The source code of the main application can be found in jkqtplotter_simpletest_datastore_statistics.cpp. This tutorial cites only parts of this code to demonstrate different ways of working with data for the graphs.

Generating different sets of random numbers

The code segments below will fill four instances of JKQTPlotter with different statistical plots. All these plots are based on three sets of random numbers generated as shown here:

    size_t randomdatacol1=datastore1->addColumn("random data 1");
    size_t randomdatacol2=datastore1->addColumn("random data 2");
    size_t randomdatacol3=datastore1->addColumn("random data 3");
    std::random_device rd; // random number generators:
    std::mt19937 gen{rd()};
    std::uniform_int_distribution<> ddecide(0,1);
    std::normal_distribution<> d1{0,1};
    std::normal_distribution<> d2{6,1.2};
    for (size_t i=0; i<150; i++) {
        double v=0;
        const int decide=ddecide(gen);
        if (decide==0) v=d1(gen);
        else v=d2(gen);
        datastore1->appendToColumn(randomdatacol1, v);
        if (decide==0) datastore1->appendToColumn(randomdatacol2, v);
        else datastore1->appendToColumn(randomdatacol3, v);
    }

The column randomdatacol1 will contain 150 random numbers. Each one is drawn either from a normal dirstribution N(0,1) (d1) or N(6,1.2) (d2). the decision, which of the two to use is based on the result of a third random distribution ddecide, which only returns 0 or 1. The two columns randomdatacol2 and randomdatacol3 only collect the random numbers drawn from d1 or d2 respectively. The three columns are generated empyt by calling JKQTPDatastore::addColumn() with only a name. Then the actual values are added by calling JKQTPDatastore::appendToColumn().

Basic Statistics

The three sets of random numbers from above can be visualized e.g. by a JKQTPPeakStreamGraph graph with code as follows:

    JKQTPPeakStreamGraph* gData1;
    plot1box->addGraph(gData1=new JKQTPPeakStreamGraph(plot1box));
    gData1->setDataColumn(randomdatacol1);
    gData1->setBaseline(-0.1);
    gData1->setPeakHeight(-0.05);
    gData1->setDrawBaseline(false);

This (if repeated for all three columns) results in a plot like this:

jkqtplotter_simpletest_datastore_statistics_dataonly

Based on the raw data we can now use JKQTPlotter's [statisticslibrary] to calculate some basic properties, like the average (jkqtpstatAverage()) or the standard deviation (jkqtpstatStdDev()):

    size_t N=0;
    double mean=jkqtpstatAverage(datastore1->begin(randomdatacol1), datastore1->end(randomdatacol1), &N);
    double std=jkqtpstatStdDev(datastore1->begin(randomdatacol1), datastore1->end(randomdatacol1));

Both statistics functions (the same as all statistics functions in the library) use an iterator-based interface, comparable to the interface of the algorithms in the C++ standard template library. To this end, the class JKQTPDatastore provides an iterator interface to its columns, using the functions JKQTPDatastore::begin() and JKQTPDatastore::end(). Both functions simply receive the column ID as parameter and exist in a const and a mutable variant. the latter allows to also edit the data. In addition the function JKQTPDatastore::backInserter() returns a back-inserter iterator (like generated for STL containers with std::back_inserter(container)) that also allows to append to the column.
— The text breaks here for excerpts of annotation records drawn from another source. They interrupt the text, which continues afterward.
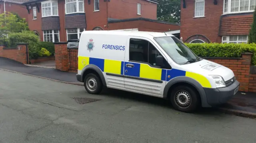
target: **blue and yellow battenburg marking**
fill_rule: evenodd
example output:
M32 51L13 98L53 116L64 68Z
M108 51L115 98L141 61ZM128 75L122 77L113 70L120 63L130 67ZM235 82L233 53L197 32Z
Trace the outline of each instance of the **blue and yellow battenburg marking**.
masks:
M124 65L129 63L134 65L134 67L130 68L124 66ZM195 79L204 87L212 87L205 77L194 72L174 69L167 70L155 68L147 64L142 63L78 56L78 70L82 70L84 67L89 64L97 66L102 72L106 72L124 74L124 71L127 70L127 72L124 73L125 75L163 81L169 81L177 76L186 76Z

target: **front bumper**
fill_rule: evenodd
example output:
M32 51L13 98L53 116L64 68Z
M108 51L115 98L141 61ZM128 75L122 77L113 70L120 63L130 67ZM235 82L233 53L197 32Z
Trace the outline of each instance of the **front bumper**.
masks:
M82 80L81 78L81 75L80 74L76 74L76 80L77 80L77 81L79 81L80 82L82 82Z
M204 88L208 104L214 106L226 103L234 96L235 90L240 85L236 80L226 87L218 88Z

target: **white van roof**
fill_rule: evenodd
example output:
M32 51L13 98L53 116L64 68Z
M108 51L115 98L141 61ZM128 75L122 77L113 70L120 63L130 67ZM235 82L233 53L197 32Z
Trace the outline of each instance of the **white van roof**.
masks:
M108 34L116 35L120 35L139 36L145 37L174 36L172 34L166 33L164 32L154 32L147 31L116 31L111 30L91 30L84 31L82 33L84 34Z

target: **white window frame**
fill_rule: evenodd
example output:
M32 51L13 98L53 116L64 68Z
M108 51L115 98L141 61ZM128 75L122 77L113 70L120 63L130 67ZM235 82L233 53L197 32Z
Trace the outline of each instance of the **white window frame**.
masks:
M196 41L196 40L199 40L199 41L202 41L202 42L203 42L204 43L205 43L205 41L203 41L203 40L201 40L200 39L194 39L194 40L191 41L190 42L189 42L189 43L192 43L192 42L193 42L194 41Z
M232 43L233 43L233 42L236 42L237 43L238 43L238 42L245 42L245 41L238 41L238 36L244 36L244 35L230 35L230 36L237 36L237 40L236 41L231 41L231 42L232 42ZM222 36L221 39L221 40L222 40L222 43L230 43L230 38L229 38L229 37L230 36ZM224 37L226 37L226 40L224 40L223 39L224 39ZM246 43L247 43L247 42L248 42L248 35L247 35L247 41L246 41Z
M56 2L57 3L57 6L54 6L54 7L57 7L57 14L56 15L53 15L53 9L52 8L53 6L52 6L52 3L53 2ZM51 6L50 6L50 8L51 8L51 15L49 16L48 15L47 16L43 16L43 4L47 4L47 3L51 3ZM44 1L44 2L41 2L41 12L42 12L42 18L44 18L44 17L48 17L48 16L59 16L59 12L58 12L58 0L47 0L46 1ZM45 7L44 7L45 8Z
M37 18L36 16L36 6L33 7L32 10L33 10L33 20L35 20ZM35 16L34 14L35 14L36 15ZM35 16L36 16L36 18L35 18Z
M223 14L237 14L237 13L245 13L245 12L253 12L254 11L254 8L252 10L250 10L250 4L251 2L251 0L249 0L249 8L248 8L248 10L247 11L240 11L240 3L241 2L241 0L239 0L239 4L238 4L238 12L231 12L231 0L228 0L228 11L227 12L225 12L225 0L223 0Z
M75 33L68 33L68 29L76 29L76 28L68 28L66 29L66 33L67 34L67 41L69 40L68 39L68 34L74 34ZM83 31L82 32L80 32L80 28L77 28L77 38L78 39L80 39L80 33L82 33ZM85 31L85 28L84 28L84 31Z
M67 12L67 4L74 3L74 2L67 3L67 0L65 0L65 14L84 13L84 0L82 0L81 1L79 1L79 0L76 0L76 12L68 13ZM79 2L83 3L82 5L83 7L82 11L79 11Z
M96 2L96 0L93 0L94 2L94 12L98 12L100 11L100 1L99 0L99 10L95 10L95 2Z
M196 16L196 3L197 2L204 2L204 15L203 16ZM205 12L205 0L195 0L195 14L194 14L194 18L203 18L205 17L204 16L204 13Z
M140 8L140 11L138 11L138 8ZM141 4L137 4L137 14L141 15Z
M45 30L45 31L50 31L50 30L52 30L52 42L60 42L60 30ZM58 30L58 35L59 36L59 41L58 42L55 42L55 40L54 39L54 34L57 34L56 33L54 33L54 30ZM44 39L44 35L47 35L47 34L45 34L44 33L44 31L45 30L43 30L43 39Z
note that the iterator interface allows to use these functions with any container that provides such iterators (e.g. std::vector<double>, std::list<int>, std::set<float>, QVector<double>...).

The output of these functions is shown in the image above in the plot legend/key.

Of course, several other functions exist that calculate basic statistics from a column, e.g.:

  • average/mean: jkqtpstatAverage(), jkqtpstatWeightedAverage()
  • number of usable values in a range:jkqtpstatCount()
  • minimum/maximum: jkqtpstatMinMax(), jkqtpstatMin(), jkqtpstatMax()
  • sum: jkqtpstatSum()
  • variance: jkqtpstatVariance(), jkqtpstatWeightedVariance()
  • standard deviation: jkqtpstatStdDev(), jkqtpstatWeightedStdDev()
  • skewnesjkqtpstatSkewness()
  • statistical moments: jkqtpstatCentralMoment(), jkqtpstatMoment()
  • correlation coefficients: jkqtpstatCorrelationCoefficient()
  • median: jkqtpstatMedian()
  • quantile: jkqtpstatQuantile()
  • (N)MAD: jkqtpstatMAD(), jkqtpstatNMAD()
  • 5-Number Summary (e.g. for boxplots): jkqtpstat5NumberStatistics(), jkqtpstat5NumberStatisticsAndOutliers(), jkqtpstat5NumberStatisticsOfSortedVector(), jkqtpstat5NumberStatisticsAndOutliersOfSortedVector()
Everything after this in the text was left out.